I find myself full of things I want to write about, so full that I can't quite decide where to start or what to say. I could, as I've often done in the past, choose to do nothing. That would be the procrastinator in me. Can't decide what to write about? Well, maybe it's time to dig out the mending or ironing projects, or maybe it would be a good time to clean a drawer or closet. That's often the only way any of those undesirable projects ever get done! But before I tackle that, I should probably relax and take a nap!

This time I am going to do it differently. I am going to make a deliberate choice to write about SOMEthing and get the process started. Bear with me as I ramble . . .

The world of the computer and Internet has added immeasurably to our lives. Besides giving procrastinators like me so many more diversions, it has opened my world - and I am sure yours as well - to a vast new appreciation of the world we live in. Most of what we see, hear or read calls attention to the differences among us. We live in climates that are hot/cold/mild, rainy/dry, stormy or calm. We live in a wide range of economic and political circumstances, speak different languages, attend different places of worship, or choose not to worship at all.

As I have matured, I have felt an overwhelming desire to seek those things that bring us together, and to minimize anything that causes divisions. It's not always an easy thing to do, but we do have some control, and we do make choices on a regular basis. We CAN choose to work toward common goals.

Here in the U.S. we are deep into the holiday season. Having just celebrated Thanksgiving, we quickly move forward into the busiest shopping season of the year. We aren't sure any more what to call it - are we shopping and decorating for "Christmas" or some other major religious holiday, or do we do it just because it is fun? My choice at this particular stage in my personal life is to keep the commercialism to a minimum, let everyone celebrate as they choose, and focus on the blessings of family and friends.

Our Thanksgiving holiday was special in many ways. We didn't really know until the day before just where we were going to be gathering, or even who was doing the cooking, but we knew we'd be together - at least those who were close enough and healthy enough to make the trip. Sharing the holiday with the deer hunting season has always been a factor for many families we know. This year a very special high school championship football game and the outbreak of the H1N1 virus was added to the mix for our family.

Many years ago, we made a choice to celebrate important holidays and family birthdays whenever it worked out for the majority of us to gather. Seldom does this happen right on the day - but no one really cares. What is important is the time spent together.

Nor does it matter what we eat, or whether we use the company plates or flatware. In fact, my personal choice leans toward keeping all of this as simple as possible so that no one is feeling burdened with the work of preparing meals or cleaning up afterward.
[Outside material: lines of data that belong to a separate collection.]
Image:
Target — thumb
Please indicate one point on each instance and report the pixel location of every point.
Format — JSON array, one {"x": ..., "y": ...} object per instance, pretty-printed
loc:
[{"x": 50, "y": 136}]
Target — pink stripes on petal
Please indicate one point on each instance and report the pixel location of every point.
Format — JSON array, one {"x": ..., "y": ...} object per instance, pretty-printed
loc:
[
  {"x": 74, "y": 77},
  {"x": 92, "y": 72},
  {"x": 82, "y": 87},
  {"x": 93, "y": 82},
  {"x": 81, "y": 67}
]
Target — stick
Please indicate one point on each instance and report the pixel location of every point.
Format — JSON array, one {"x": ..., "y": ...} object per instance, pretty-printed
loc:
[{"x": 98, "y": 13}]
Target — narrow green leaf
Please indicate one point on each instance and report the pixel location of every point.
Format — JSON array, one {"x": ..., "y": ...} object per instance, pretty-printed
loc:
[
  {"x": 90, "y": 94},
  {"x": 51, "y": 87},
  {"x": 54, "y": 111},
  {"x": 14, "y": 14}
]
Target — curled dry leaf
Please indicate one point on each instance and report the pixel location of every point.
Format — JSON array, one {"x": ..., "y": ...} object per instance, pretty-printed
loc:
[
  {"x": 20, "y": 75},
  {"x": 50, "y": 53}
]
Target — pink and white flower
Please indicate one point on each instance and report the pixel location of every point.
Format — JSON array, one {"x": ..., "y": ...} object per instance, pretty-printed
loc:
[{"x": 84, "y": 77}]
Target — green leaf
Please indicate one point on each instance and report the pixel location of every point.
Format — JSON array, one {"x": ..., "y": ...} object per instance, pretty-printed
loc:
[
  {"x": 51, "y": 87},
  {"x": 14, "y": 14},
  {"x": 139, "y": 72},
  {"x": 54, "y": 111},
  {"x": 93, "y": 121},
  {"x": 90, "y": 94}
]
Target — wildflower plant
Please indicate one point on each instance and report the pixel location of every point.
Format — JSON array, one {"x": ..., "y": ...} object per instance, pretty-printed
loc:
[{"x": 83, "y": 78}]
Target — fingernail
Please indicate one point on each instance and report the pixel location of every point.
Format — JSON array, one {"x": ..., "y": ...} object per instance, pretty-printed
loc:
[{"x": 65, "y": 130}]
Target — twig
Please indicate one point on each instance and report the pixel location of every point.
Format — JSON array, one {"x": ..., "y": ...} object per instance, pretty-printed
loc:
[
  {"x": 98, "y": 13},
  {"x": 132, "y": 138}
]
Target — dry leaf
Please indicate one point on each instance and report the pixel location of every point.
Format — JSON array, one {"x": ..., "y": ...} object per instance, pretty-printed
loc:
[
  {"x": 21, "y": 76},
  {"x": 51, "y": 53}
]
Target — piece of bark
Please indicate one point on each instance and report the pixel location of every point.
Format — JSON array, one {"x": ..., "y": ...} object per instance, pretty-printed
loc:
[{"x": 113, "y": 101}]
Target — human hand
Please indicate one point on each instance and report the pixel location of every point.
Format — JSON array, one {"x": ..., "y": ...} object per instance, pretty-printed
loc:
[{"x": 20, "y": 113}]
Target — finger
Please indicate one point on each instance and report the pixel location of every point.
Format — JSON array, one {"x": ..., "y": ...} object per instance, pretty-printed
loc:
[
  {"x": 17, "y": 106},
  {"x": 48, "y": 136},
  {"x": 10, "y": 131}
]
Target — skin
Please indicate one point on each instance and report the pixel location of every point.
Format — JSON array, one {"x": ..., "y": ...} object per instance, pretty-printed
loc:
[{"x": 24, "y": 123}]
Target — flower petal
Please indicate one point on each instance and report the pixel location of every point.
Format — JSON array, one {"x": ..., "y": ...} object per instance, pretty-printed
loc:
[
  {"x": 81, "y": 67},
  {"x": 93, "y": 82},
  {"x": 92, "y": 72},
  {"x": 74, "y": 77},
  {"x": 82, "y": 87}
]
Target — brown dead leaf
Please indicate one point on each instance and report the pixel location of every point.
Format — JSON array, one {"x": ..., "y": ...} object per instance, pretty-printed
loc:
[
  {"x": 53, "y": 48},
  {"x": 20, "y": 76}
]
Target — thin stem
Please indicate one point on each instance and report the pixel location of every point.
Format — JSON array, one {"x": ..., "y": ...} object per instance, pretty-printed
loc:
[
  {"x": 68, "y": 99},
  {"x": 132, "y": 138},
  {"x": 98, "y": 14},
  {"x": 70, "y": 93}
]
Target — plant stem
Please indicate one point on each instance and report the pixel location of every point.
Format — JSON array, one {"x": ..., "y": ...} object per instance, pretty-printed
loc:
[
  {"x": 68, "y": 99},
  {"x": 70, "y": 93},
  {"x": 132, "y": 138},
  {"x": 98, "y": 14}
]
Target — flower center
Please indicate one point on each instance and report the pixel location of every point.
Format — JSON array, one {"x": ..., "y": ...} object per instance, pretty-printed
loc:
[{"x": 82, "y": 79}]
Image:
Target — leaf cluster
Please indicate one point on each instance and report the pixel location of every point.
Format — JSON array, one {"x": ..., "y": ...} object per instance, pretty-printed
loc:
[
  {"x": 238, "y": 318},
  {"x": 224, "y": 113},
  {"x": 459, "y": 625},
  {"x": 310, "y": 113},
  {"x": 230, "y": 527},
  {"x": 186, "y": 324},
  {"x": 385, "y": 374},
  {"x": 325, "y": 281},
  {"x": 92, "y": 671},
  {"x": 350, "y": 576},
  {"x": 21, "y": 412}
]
As for the holidays that lie ahead, I have some choices to make very soon. The surveys are already out showing just how much the average American is planning to spend on gifts, and the stores are begging for my attendance, trying to entice me with special deals that are too good to miss. Several years ago, I found a way to spend in a way that seemed a little more appealing. I no longer buy gifts for our grown children, nor for the older grandchildren. Instead the money goes toward college funds and helping families who have so much less than we do through various charitable programs around the world.

I have always sent a newsy family letter at this time of year, and love hearing from others who do the same. Last year I tried to cut the cost of all that paper and postage by changing to an email message. This year I am struggling because all of our "good" news seems somehow inappropriate when so many we know are dealing with major issues in their lives - unemployment, foreclosure, divorce, illness, deployment or death of a loved one.

Today I am making some choices about how to spend my time and money. I am also making choices specifically connected to what to write about. These are the easy ones. Still ahead, I want to make the best possible choices about how to live my life so that I can do my part to make this a better world. I want to make choices that will help our environment, help bring about peace, help those around me experience a higher quality of life. It has much less to do with where and how I spend my time and money than the amount of compassion that is in my heart, and especially the compassion I extend toward others.

We all make choices all the time. May wisdom and compassion guide us to make better ones as we move forward in our lives.